Last but not least, redbug offers the ability to only display results for matching input arguments. This is when the syntax looks a bit like magic.

12> redbug:start(["lists:sort([1,2,5])->return"]).
{30,1}

13> lists:sort([4,4,2,1]).
[1,2,4,4]

14> lists:sort([1,2,5]).
[1,2,5]

% 18:45:27 <0.32.0>({erlang,apply,2})
% lists:sort([1,2,5])

% 18:45:27 <0.32.0>({erlang,apply,2})
% lists:sort/1 -> [1,2,5]
redbug done, timeout - 1

In the above example, we are telling redbug that we are only interested in function calls to the lists:sort/1 function when the input arguments is the list [1,2,5]. This allows us to remove a huge amount of noise in the case our target function is used by many actors at the same time and we are only interested in a specific use case. Oh, and don’t forget that you can use the underscore as a wildcard:

15> redbug:start(["lists:sort([1,_,5])->return"]).  {30,1}

16> lists:sort([1,2,5]).  [1,2,5]

% 18:49:07 <0.32.0>({erlang,apply,2}) lists:sort([1,2,5])

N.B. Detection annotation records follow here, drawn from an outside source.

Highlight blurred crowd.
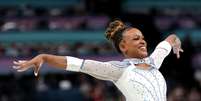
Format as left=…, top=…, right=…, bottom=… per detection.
left=0, top=0, right=201, bottom=101
left=0, top=42, right=117, bottom=58
left=0, top=4, right=201, bottom=32
left=0, top=72, right=201, bottom=101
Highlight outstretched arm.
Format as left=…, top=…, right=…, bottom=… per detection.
left=13, top=54, right=67, bottom=76
left=13, top=54, right=126, bottom=81
left=165, top=34, right=183, bottom=58
left=150, top=34, right=183, bottom=69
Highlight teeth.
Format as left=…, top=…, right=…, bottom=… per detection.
left=140, top=47, right=146, bottom=49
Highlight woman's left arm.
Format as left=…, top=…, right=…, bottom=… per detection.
left=165, top=34, right=183, bottom=58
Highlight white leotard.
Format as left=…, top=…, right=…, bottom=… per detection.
left=67, top=41, right=171, bottom=101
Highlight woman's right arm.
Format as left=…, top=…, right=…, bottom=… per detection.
left=13, top=54, right=124, bottom=81
left=13, top=54, right=67, bottom=76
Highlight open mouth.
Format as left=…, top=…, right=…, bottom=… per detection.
left=139, top=46, right=147, bottom=50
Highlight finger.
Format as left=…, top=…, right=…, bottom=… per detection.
left=179, top=48, right=184, bottom=52
left=17, top=68, right=28, bottom=72
left=177, top=51, right=180, bottom=59
left=13, top=61, right=22, bottom=65
left=18, top=60, right=27, bottom=63
left=17, top=65, right=34, bottom=72
left=34, top=62, right=43, bottom=76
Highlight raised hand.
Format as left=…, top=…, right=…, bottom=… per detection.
left=13, top=55, right=43, bottom=76
left=172, top=36, right=184, bottom=58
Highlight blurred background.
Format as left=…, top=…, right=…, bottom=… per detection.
left=0, top=0, right=201, bottom=101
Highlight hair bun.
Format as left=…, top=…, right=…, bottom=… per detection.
left=105, top=20, right=125, bottom=40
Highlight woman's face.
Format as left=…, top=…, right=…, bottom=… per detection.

% 18:49:07 <0.32.0>({erlang,apply,2}) lists:sort/1 -> [1,2,5]

17> lists:sort([1,4,5]).  [1,4,5]

% 18:49:09 <0.32.0>({erlang,apply,2}) lists:sort([1,4,5])

% 18:49:09 <0.32.0>({erlang,apply,2}) lists:sort/1 -> [1,4,5] redbug
% done, timeout - 2

This section does not pretend to be a comprehensive guide to redbug, but it should be enough to get you going. To get a full list of the available options for redbug, you can ask the tool itself:

18> redbug:help().

Recon Trace (recon_trace)

As a component of the recon library for production system diagnosis, recon_trace stands out for its powerful tracing features, designed with safety and minimal performance impact in mind.

Comparison and Use Cases

The selection among built-in and third-party tools largely depends on the specific debugging needs. io:format offers a straightforward, quick debugging method, whereas tools like erl_trace and recon_trace provide deeper insights with more comprehensive tracing capabilities.

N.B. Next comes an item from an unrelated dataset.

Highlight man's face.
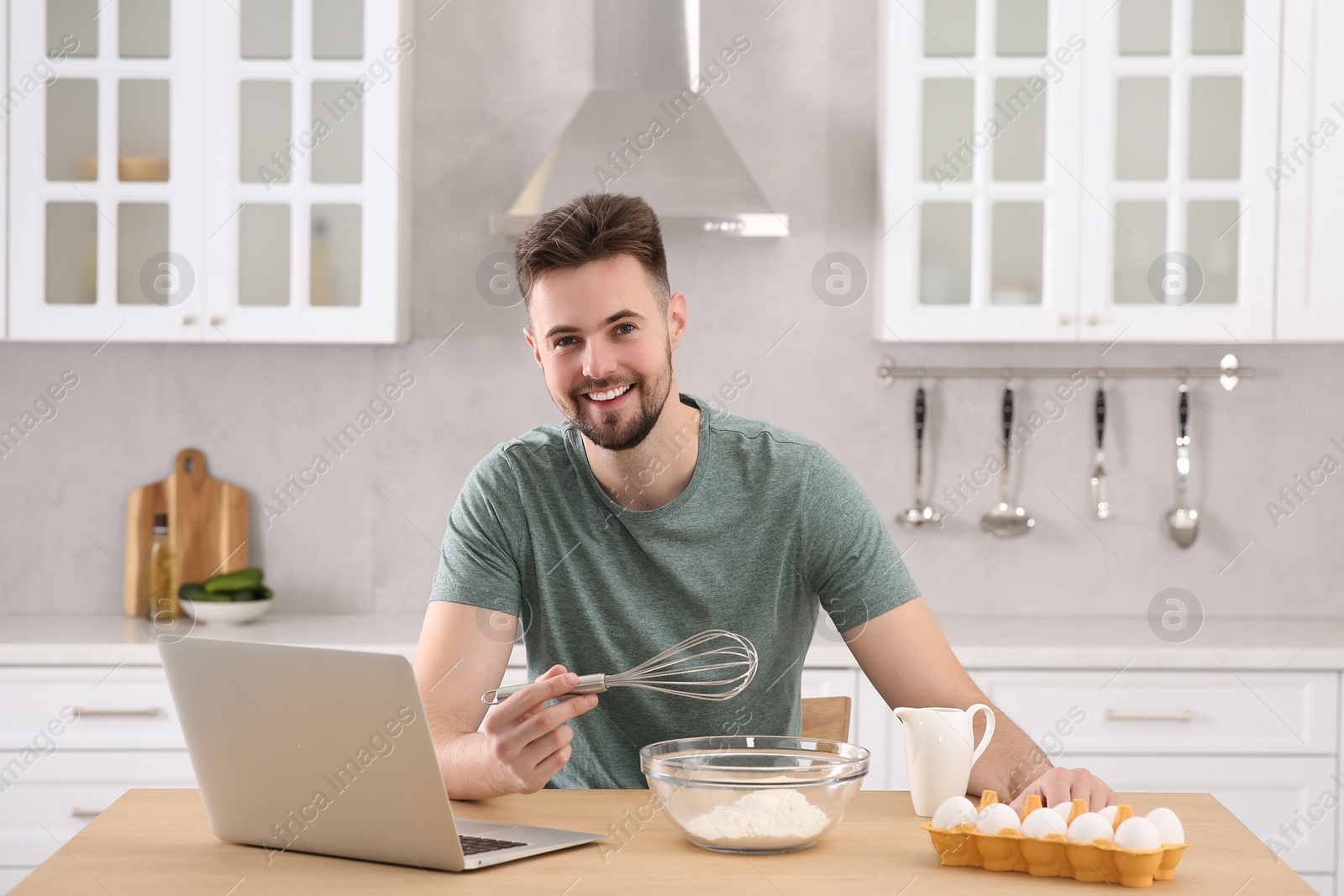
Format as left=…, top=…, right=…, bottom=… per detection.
left=522, top=255, right=685, bottom=451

Tools designed to minimize operational impact, such as redbug and recon_trace, are particularly valuable in production environments. They enable real-time issue diagnosis without significant performance drawbacks.

seq_trace provides essential insights into the dynamics of message passing and process interaction across distributed Erlang nodes.